To mediate successfully, you need a negotiating game plan. First, we like to set a high anchor point—that’s the initial offer. You need it to be high enough to leave plenty of room to negotiate, but not be so high that it is laughable. This can be a fine balance, but the point here is to throw out the first offer and make it high. Once you set that anchor point, you are in the driver’s seat at the beginning of the process.
A thousand points of light…
Next, consider using a multipoint offer. The more items you can include the better because it allows the opposing side to pick and choose which terms they like and which they do not. By having a menu of terms (let’s say ten different terms you want) you might find that you are in agreement on a majority of the terms and that leaves the negotiation down to just a couple of terms.

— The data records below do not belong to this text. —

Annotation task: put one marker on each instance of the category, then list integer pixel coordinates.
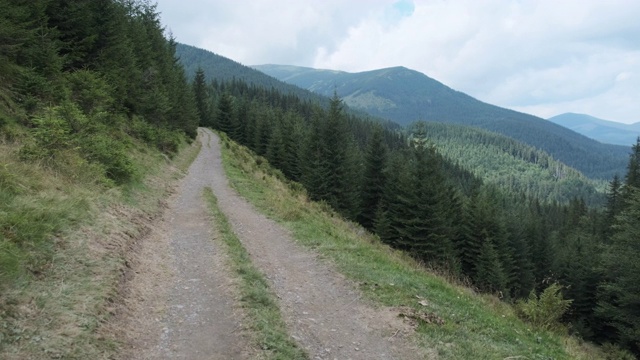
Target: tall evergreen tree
(619, 293)
(373, 179)
(225, 113)
(202, 98)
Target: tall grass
(467, 325)
(65, 230)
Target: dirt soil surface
(182, 303)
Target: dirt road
(187, 309)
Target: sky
(543, 57)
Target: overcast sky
(544, 57)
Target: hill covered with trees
(503, 238)
(86, 89)
(404, 96)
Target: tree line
(397, 184)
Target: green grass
(475, 326)
(259, 302)
(64, 240)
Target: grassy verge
(472, 326)
(258, 300)
(61, 285)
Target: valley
(158, 200)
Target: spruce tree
(619, 293)
(202, 98)
(224, 113)
(373, 179)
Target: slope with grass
(450, 320)
(60, 298)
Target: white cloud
(540, 56)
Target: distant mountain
(602, 130)
(221, 68)
(512, 165)
(404, 95)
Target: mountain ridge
(405, 95)
(605, 131)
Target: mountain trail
(182, 302)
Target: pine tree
(619, 293)
(374, 178)
(202, 98)
(224, 113)
(489, 274)
(315, 166)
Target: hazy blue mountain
(404, 95)
(605, 131)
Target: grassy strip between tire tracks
(472, 326)
(259, 302)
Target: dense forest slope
(512, 165)
(605, 131)
(222, 69)
(92, 104)
(405, 95)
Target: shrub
(51, 135)
(544, 311)
(112, 154)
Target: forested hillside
(220, 68)
(405, 96)
(89, 92)
(504, 239)
(513, 166)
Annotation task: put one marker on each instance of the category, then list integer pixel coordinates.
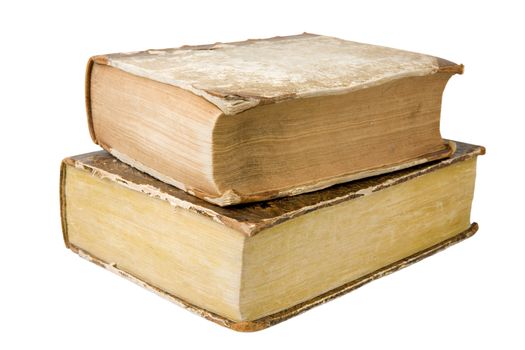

Never let them see you sweat.
Lastly, don’t give up until you settle or the other side walks out. Many people get frustrated or insulted by the offers being made in mediation. You should never be insulted, offers are just offers nothing more. And if you force the other side to walk out before settling then you will know where their breaking point is. If you are the first one to end a mediation, then you have no idea how far the other side might have gone before calling it quits—but they know your breaking point. Don’t give up that advantage. It is fine if you want to stick to your guns and not drop your offer, but don’t let the other side know your breaking point.
Confession is good for the soul.
One final thought: know beforehand whether your case MUST settle or not. This is not something you want to share with the mediator or the other side, but you need to know the answer to this question. Are you really prepared to go through the costs and emotional strain of your case continuing? Do you really have enough evidence to take a good shot at winning at trial? It is time to be brutally honest with yourself. If you can say yes, I can continue, then you are in a strong negotiating position and you can hold out much longer. If you say no, my case must settle, then you can hold out as long as you can, but in the end you need to take the best deal offered.
It has been said that a bad settlement is better than a great trial. That’s because with a settlement you are in control of your resolution, whereas trial is a real unknown. Mediation gives you the chance to be in control, but you need to understand the trust mediation process so you can use it to your advantage.